At the Edinburgh Eye Pavilion  the other day, I met  a cousin  I did not know existed. Aged ninety, she was, like me, being treated for macular degeneration, an irksome malady which, for me, interferes with writing and reading but is held at bay with eye injections.

In the waiting room, along with her daughter, she had heard my name being called, and recognised it. My wife, who was with me, heard the words “music critic ” being murmured by someone  nearby. Not until later, when I was  about to leave, did we come face to face, and I realised that I was more than a music critic to her.

Spry and alert, she came straight to the point with the information that  she was related to me, on my mother’s side of the family. Her grandmother had been my grandmother’s sister.

This was news to me, since I did not even know that my granny had had a sister, although, married twice, she had made me aware that she had had two husbands, both of whom (the first,  my grandfather,  an army bandsman, the  second a prosperous traveller who collected antiques in Japan) were  dead before I was born.

My newfound cousin, I learned, had holidayed with me and my parents in Comely Bank, where I spent my early childhood, though I have no recollection of this, since I was scarcely out of my pushchair at the time.

Yet she had always remembered my unusual name which, she said, was that of the gynaecologist who had delivered me at a nursing home in Walker Street -  though my own understanding has always been that I was called after the German actor Conrad Veidt and the Polish writer Joseph Conrad. Still,  the gynaecologist struck me as a perfectly plausible addition to the list, especially as I knew that mine had been a difficult birth.  Nevertheless, had we had time, I would have liked to hear more from her about this.

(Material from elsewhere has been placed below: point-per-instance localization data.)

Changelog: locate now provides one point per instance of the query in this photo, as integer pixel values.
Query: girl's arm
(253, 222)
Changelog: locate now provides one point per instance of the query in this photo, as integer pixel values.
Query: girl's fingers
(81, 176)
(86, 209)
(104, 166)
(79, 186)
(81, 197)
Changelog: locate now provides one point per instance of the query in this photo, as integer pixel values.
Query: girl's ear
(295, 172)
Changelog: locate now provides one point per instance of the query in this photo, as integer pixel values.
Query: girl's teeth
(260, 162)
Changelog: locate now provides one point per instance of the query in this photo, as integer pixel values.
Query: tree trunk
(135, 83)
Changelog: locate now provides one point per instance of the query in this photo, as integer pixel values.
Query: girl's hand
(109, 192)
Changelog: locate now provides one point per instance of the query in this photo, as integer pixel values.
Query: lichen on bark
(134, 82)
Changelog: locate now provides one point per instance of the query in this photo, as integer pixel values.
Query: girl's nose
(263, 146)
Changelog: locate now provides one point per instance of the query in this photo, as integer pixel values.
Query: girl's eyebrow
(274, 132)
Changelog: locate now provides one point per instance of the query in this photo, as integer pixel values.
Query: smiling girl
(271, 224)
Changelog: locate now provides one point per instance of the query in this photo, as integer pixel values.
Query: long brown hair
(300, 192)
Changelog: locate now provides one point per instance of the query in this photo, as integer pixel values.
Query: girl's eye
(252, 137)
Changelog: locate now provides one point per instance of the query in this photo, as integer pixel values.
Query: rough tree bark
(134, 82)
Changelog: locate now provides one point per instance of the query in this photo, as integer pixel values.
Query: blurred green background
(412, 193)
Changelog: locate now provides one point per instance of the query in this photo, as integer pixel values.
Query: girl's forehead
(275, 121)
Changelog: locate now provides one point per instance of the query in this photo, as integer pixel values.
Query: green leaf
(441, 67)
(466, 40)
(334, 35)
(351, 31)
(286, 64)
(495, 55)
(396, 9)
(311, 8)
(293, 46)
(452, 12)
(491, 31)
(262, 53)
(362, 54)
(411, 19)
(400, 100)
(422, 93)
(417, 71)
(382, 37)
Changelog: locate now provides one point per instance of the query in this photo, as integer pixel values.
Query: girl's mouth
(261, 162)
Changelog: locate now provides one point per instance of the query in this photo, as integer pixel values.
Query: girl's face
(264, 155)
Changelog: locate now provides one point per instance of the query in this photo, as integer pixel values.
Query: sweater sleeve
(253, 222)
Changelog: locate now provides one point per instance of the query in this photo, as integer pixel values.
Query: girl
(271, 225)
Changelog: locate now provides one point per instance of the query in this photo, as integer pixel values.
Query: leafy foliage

But she correctly recalled that my Aunt Maymie, my mother’s sister (who, as I now realised, my cousin looked quite like) had lived in West Maitland Street at Haymarket;  and  she  confirmed that she belonged to the Paton side of the family, my granny’s name having been Joanna Keith Paton and my mother’s Joanna Paton Hunter,  with me myself following up the rear as Conrad Keith Wilson - the Paton link seeming by then to have been discarded.

Yet who knows? There are still things to discover  and I can see why  ancestry research has become a flourishing industry on the internet. Today, I should add, happens to mark what would have been my mother’s 110th birthday.